[PATCH] D54149: [Analyzer] [WIP] Standard C++ library functions checker for the std::find() family

Fri Nov 30 15:32:22 PST 2018

NoQ added a comment.
Herald added a subscriber: gamesh411.

Such checker is useful. It'd be great to add a lot of "pure" functions into it, simply for the sake of pointing out that they have no side effects, i.e. avoid unnecessary invalidation.

The bound-to-argument constraint is useful. It avoids the alpha-renaming problem by assigning the correct value right away instead of stuffing an aliasing condition into the solver.

I still believe that the idea to split the state on `std::find` is questionable, no matter how exactly it's implemented. `std::find` does more than tells whether the element is in the container, so calling it just for its other effect (to obtain the iterator to the element) when you already know that the element is in the container is not an indication of a dead code, even if it is a bad code smell in most cases. I think it is very likely that people will come to us with false positives of that kind and we'll have to revert this behavior. Would you be OK to keep support for `std::find()` under an option, off by default but available when the user opts into lint checks? This could be implemented by making a new check kind (eg., `CK_OptimisticStdCXXLibraryFunctionsChecker`).

Random thought: i still think that implementing the "object value id" thing (a symbol-like id that is associated with the memory region of the object and gets invalidated when the object is logically mutated but gets copied as-is to the new object upon copy/move-constructors or assignments) is a good way to refactor all these things. But this work seems orthogonal to what you did here (i.e., we'll have to perform the copy of the "id" here, but that's just a separate task). So this patch shouldn't be blocked on that.
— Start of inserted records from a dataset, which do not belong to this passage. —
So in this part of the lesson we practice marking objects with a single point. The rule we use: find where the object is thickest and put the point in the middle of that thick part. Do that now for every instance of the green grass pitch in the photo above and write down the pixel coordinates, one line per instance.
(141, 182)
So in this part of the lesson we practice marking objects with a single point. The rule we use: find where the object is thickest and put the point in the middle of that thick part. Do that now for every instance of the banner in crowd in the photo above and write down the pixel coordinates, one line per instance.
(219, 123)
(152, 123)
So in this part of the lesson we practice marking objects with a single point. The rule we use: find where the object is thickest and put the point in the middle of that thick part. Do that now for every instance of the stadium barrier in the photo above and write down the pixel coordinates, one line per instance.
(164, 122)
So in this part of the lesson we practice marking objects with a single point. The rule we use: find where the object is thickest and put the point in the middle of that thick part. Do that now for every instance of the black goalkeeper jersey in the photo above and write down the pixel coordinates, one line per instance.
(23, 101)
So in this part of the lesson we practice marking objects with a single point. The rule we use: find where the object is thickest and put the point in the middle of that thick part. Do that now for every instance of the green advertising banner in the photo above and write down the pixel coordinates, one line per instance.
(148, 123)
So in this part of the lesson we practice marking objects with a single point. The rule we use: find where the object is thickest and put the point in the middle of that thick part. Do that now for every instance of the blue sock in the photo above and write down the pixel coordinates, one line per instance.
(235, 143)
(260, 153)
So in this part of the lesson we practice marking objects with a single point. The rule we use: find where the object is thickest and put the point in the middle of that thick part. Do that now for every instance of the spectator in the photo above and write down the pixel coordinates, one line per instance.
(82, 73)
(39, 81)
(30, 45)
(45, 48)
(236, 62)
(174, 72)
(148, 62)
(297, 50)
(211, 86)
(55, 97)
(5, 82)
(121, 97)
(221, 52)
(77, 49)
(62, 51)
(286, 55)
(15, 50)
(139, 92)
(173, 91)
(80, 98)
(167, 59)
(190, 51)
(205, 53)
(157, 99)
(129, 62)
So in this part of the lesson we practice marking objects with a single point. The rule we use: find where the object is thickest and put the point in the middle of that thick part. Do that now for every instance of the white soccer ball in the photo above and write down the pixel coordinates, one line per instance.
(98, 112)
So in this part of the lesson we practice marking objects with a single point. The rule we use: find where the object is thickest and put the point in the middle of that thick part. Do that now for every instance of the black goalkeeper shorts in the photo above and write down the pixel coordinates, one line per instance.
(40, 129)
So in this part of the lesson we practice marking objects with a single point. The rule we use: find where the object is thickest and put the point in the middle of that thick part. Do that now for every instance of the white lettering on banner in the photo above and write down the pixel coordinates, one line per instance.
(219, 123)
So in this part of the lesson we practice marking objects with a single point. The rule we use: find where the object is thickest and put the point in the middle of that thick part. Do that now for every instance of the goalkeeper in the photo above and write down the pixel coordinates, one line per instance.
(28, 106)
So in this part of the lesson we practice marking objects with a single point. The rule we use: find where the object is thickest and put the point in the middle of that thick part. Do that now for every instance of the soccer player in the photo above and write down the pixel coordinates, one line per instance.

Another random thought: it'd be great to make a bug reporter visitor that highlights state splits produced by this checker. Eg., in your case it would produce an event note that says something like "Assuming object is not present in iterator range". Otherwise the user would be unable to understand why do you think that the iterator is bad. Or for, say, `ispunct()` it would say "Assuming character is punctuation symbol".

================
Comment at: lib/StaticAnalyzer/Checkers/StdLibraryFunctionsChecker.cpp:159-161
+    ProgramStateRef
+    applyAsBoundToArgument(ProgramStateRef State, const CallEvent &Call,
+                           const FunctionSummaryTy &Summary) const;
----------------
I think it's important to document that bound-to-argument should always be used instead of compares-to-argument when the comparison operator is == and the constraint is applied to return values of fully evaluated functions.

================
Comment at: lib/StaticAnalyzer/Checkers/StdLibraryFunctionsChecker.cpp:375-376
+  OtherV = SVB.evalCast(OtherV, T, OtherT);
+  State = State->BindExpr(Call.getOriginExpr(), Call.getLocationContext(),
+                          OtherV);
+  return State;
----------------
Hmmmmmmmm.

`std::find` is a function that returns a C++ object by value.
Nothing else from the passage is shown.